After a three-month search, the town has selected a new Trails and Outdoor Recreation Coordinator to replace Mary McMullen, who resigned last fall to spend more time with her family.
Tasha McIntyre, a graduate of Rutgers State University in New Jersey, will assume her new duties on Monday, Jan. 10.
“I’m excited and I’m looking forward to the challenges of the job,” McIntyre said.
McIntyre was chosen after a long and exhausting interview process by a town committee that included Tourism and Recreation Director Cameron Davis, former town counselor Andy Romance, Tonto National Forest Recreation Officer Chelsie Muise and town recreation officer Mary Wolf who took over McMullen’s duties after she stepped down.
Davis is certain the town has found the perfect replacement for McMullen who he recalls “was our superstar in parks and recreation.”
McIntyre, he says, “has excellent people skills, a fantastic attitude and will be the perfect fit for the job.
“She also has great contacts in the Valley, which was something we were looking for.”
Prior to signing on with the town, McIntyre worked for 1-1/2 years as the program manager at Whispering Hope Ranch outside of Christopher Creek.
The Ranch hosts special needs children and their families in a rustic, ranch style setting and offers retreat experiences and programs designed to nurture interactions between campers and the ranch animals.
“I did almost everything there,” said McIntyre. “I planned programs, did arts and crafts, led hikes and recreational activities and solicited business.”
Davis agrees saying, “She did everything including taking out the garbage.”
McIntyre and Davis are like minded in that the experience of working at the ranch helped prepare her for her new job as trails and recreation coordinator. Her main focus in working for the town will be to build on the Payson Area Trails System (PATS) begun by McMullen, the town’s first outdoor recreation and trails employee.
PATS is an in-progress interconnecting trails system utilizing detached pathways, existing sidewalks and bike lanes to form a hiking and biking network.
The interior pathways will eventually connect with Forest Service roads and trails on Payson’s periphery.
“I know a big part of my job will be to expand the exterior trail system,” McIntyre said.
Those trails include American Gulch, Goat Camp, Peach Loop, Peach Orchard, Monument Peak and others.
When McMullen resigned in September 2010, she admitted she had concerns about the future of PATS, mostly because of the economic woes the town is suffering.
But, she said, “I have no doubts PATS will continue to be supported by our town, construction will eventually finish and Payson residents will reap the benefits of an interconnecting trails system for generations.”

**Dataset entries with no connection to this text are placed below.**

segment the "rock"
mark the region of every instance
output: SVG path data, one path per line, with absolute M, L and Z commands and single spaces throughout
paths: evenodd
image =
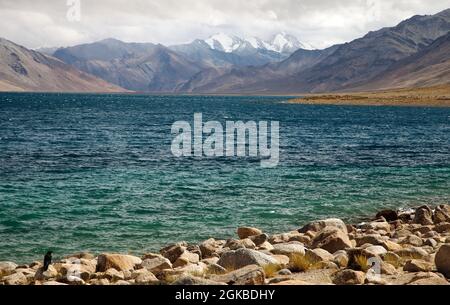
M 428 257 L 428 252 L 417 247 L 405 248 L 399 251 L 395 251 L 394 253 L 402 258 L 409 259 L 425 259 L 426 257 Z
M 384 241 L 381 246 L 383 246 L 388 251 L 398 251 L 403 249 L 403 247 L 393 241 L 386 240 Z
M 411 235 L 411 234 L 412 234 L 412 232 L 409 231 L 409 230 L 406 230 L 406 229 L 399 229 L 399 230 L 396 230 L 396 231 L 394 232 L 393 237 L 394 237 L 394 238 L 402 238 L 402 237 L 407 237 L 407 236 L 409 236 L 409 235 Z
M 248 265 L 265 266 L 277 263 L 278 261 L 275 258 L 251 249 L 239 249 L 225 252 L 217 262 L 218 265 L 227 270 L 236 270 Z
M 434 240 L 433 238 L 427 238 L 424 243 L 425 246 L 430 246 L 432 248 L 436 248 L 438 243 L 436 240 Z
M 307 249 L 305 253 L 306 259 L 311 263 L 319 263 L 319 262 L 331 262 L 334 260 L 334 256 L 324 249 Z
M 388 262 L 394 266 L 400 266 L 402 263 L 402 258 L 394 252 L 388 252 L 382 255 L 382 259 L 383 261 Z
M 103 274 L 103 278 L 108 279 L 110 282 L 117 282 L 120 280 L 124 280 L 125 276 L 123 275 L 122 271 L 117 271 L 114 268 L 109 268 Z
M 336 285 L 362 285 L 365 279 L 364 272 L 344 269 L 335 274 L 333 283 Z
M 27 277 L 22 272 L 13 273 L 2 278 L 6 285 L 26 285 L 28 284 Z
M 41 267 L 36 271 L 36 274 L 34 275 L 34 279 L 36 281 L 46 281 L 51 278 L 56 278 L 58 276 L 58 271 L 56 271 L 55 267 L 52 265 L 48 266 L 48 269 L 44 271 L 44 269 Z
M 414 223 L 421 225 L 432 225 L 433 224 L 433 211 L 430 207 L 424 205 L 416 209 L 414 216 Z
M 438 272 L 450 278 L 450 244 L 442 245 L 434 258 Z
M 74 275 L 67 276 L 65 278 L 65 281 L 69 285 L 85 285 L 86 284 L 86 282 L 82 278 L 79 278 L 79 277 L 74 276 Z
M 386 242 L 387 237 L 381 236 L 380 234 L 365 234 L 356 237 L 355 240 L 356 246 L 361 247 L 364 244 L 382 245 L 384 242 Z
M 438 233 L 450 233 L 450 223 L 443 222 L 436 225 L 434 230 Z
M 180 257 L 177 258 L 177 260 L 173 264 L 173 267 L 176 268 L 186 266 L 188 264 L 196 264 L 199 261 L 200 257 L 198 256 L 198 254 L 185 251 L 180 255 Z
M 436 207 L 433 213 L 433 222 L 435 224 L 450 222 L 450 205 L 443 204 Z
M 416 236 L 416 235 L 409 235 L 405 238 L 403 238 L 400 241 L 400 244 L 404 245 L 411 245 L 411 246 L 415 246 L 415 247 L 421 247 L 423 245 L 423 241 L 422 238 Z
M 261 235 L 263 232 L 260 229 L 252 227 L 240 227 L 237 229 L 237 235 L 240 239 L 248 238 L 250 236 Z
M 273 249 L 270 251 L 277 255 L 286 255 L 292 258 L 294 255 L 305 255 L 305 247 L 299 242 L 283 243 L 273 245 Z
M 0 262 L 0 277 L 14 273 L 17 267 L 17 264 L 13 262 Z
M 450 285 L 450 283 L 442 278 L 429 277 L 429 278 L 419 279 L 417 281 L 411 282 L 408 285 L 443 286 L 443 285 Z
M 407 272 L 427 272 L 433 269 L 433 264 L 420 259 L 408 260 L 403 266 L 403 271 Z
M 277 260 L 277 263 L 280 266 L 285 267 L 285 266 L 289 265 L 289 261 L 290 261 L 289 256 L 281 255 L 281 254 L 272 254 L 271 256 Z
M 267 242 L 269 240 L 269 235 L 263 233 L 259 235 L 249 236 L 248 237 L 256 246 L 260 246 L 261 244 Z
M 361 225 L 363 230 L 374 230 L 374 231 L 391 231 L 391 225 L 386 221 L 372 221 L 369 223 L 364 223 Z
M 138 285 L 155 285 L 159 284 L 156 276 L 147 269 L 136 270 L 132 273 L 131 278 L 135 280 Z
M 224 283 L 215 282 L 212 280 L 192 276 L 192 275 L 183 275 L 174 281 L 171 285 L 178 286 L 205 286 L 205 285 L 224 285 Z
M 383 210 L 377 213 L 376 218 L 379 219 L 383 217 L 386 221 L 396 221 L 398 219 L 397 211 L 394 210 Z
M 308 231 L 319 232 L 325 228 L 336 228 L 341 230 L 345 234 L 348 234 L 347 226 L 345 225 L 345 223 L 341 219 L 337 218 L 329 218 L 325 220 L 310 222 L 309 224 L 303 226 L 298 231 L 300 233 L 306 233 Z
M 114 268 L 117 271 L 133 270 L 136 265 L 141 263 L 142 260 L 139 257 L 104 253 L 97 258 L 96 272 L 105 272 L 110 268 Z
M 187 244 L 185 242 L 169 245 L 161 249 L 162 256 L 167 258 L 172 264 L 187 250 Z
M 89 282 L 90 285 L 94 286 L 106 286 L 109 285 L 109 281 L 107 279 L 93 279 Z
M 291 275 L 292 272 L 289 269 L 281 269 L 280 271 L 277 272 L 279 275 Z
M 141 267 L 155 273 L 164 269 L 172 269 L 172 263 L 167 258 L 159 255 L 154 256 L 154 258 L 144 259 L 141 263 Z
M 362 254 L 367 257 L 374 257 L 386 254 L 387 250 L 382 246 L 370 246 L 364 248 Z
M 220 266 L 219 264 L 210 264 L 206 269 L 207 274 L 225 274 L 227 272 L 227 269 Z
M 395 268 L 394 265 L 381 261 L 380 263 L 380 271 L 381 274 L 387 274 L 387 275 L 393 275 L 393 274 L 397 274 L 397 268 Z
M 230 250 L 237 250 L 237 249 L 255 249 L 256 245 L 253 241 L 251 241 L 250 238 L 244 238 L 244 239 L 229 239 L 224 245 L 225 248 L 229 248 Z
M 272 245 L 287 243 L 287 242 L 289 242 L 290 238 L 291 238 L 291 235 L 287 234 L 287 233 L 274 234 L 269 238 L 269 243 L 271 243 Z
M 309 245 L 311 243 L 311 237 L 308 235 L 294 234 L 289 237 L 288 242 L 298 241 L 304 245 Z
M 214 238 L 210 238 L 202 242 L 199 247 L 202 252 L 202 258 L 208 258 L 217 256 L 217 252 L 222 248 L 223 244 L 216 241 Z
M 217 264 L 218 261 L 219 261 L 218 257 L 210 257 L 202 259 L 202 262 L 205 263 L 206 265 Z
M 248 265 L 227 274 L 212 276 L 211 279 L 228 285 L 263 285 L 265 275 L 260 266 Z
M 352 243 L 347 234 L 335 227 L 323 229 L 312 241 L 312 248 L 322 248 L 330 253 L 351 247 Z
M 334 257 L 333 261 L 336 265 L 338 265 L 341 268 L 347 268 L 349 262 L 347 252 L 345 252 L 344 250 L 337 251 L 336 253 L 333 254 L 333 257 Z
M 271 251 L 273 250 L 273 246 L 271 243 L 269 243 L 268 241 L 263 242 L 262 244 L 260 244 L 258 246 L 258 250 L 267 250 L 267 251 Z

In addition to McIntyre continuing to build on PATS, which was originally spearheaded by Romance, McIntyre will oversee a myriad of town offerings including children’s fishing programs, trail hikes, wildlife watching workshops, women’s fly-fishing classes and Dutch oven cooking.
She also plans on adding some of her own programs.
“Maybe something like the Jazz on the Rocks they have in Sedona and possibly Renaissance festivals,” she said.
McIntyre describes herself as “an Air Force brat” saying she was born in Phoenix but because of her father’s military career she traveled the world, seldom staying in one spot for more than a few years.
At Rutgers, a university she became familiar with while her father was stationed on the East coast, she earned a bachelors degree in liberal arts and sciences.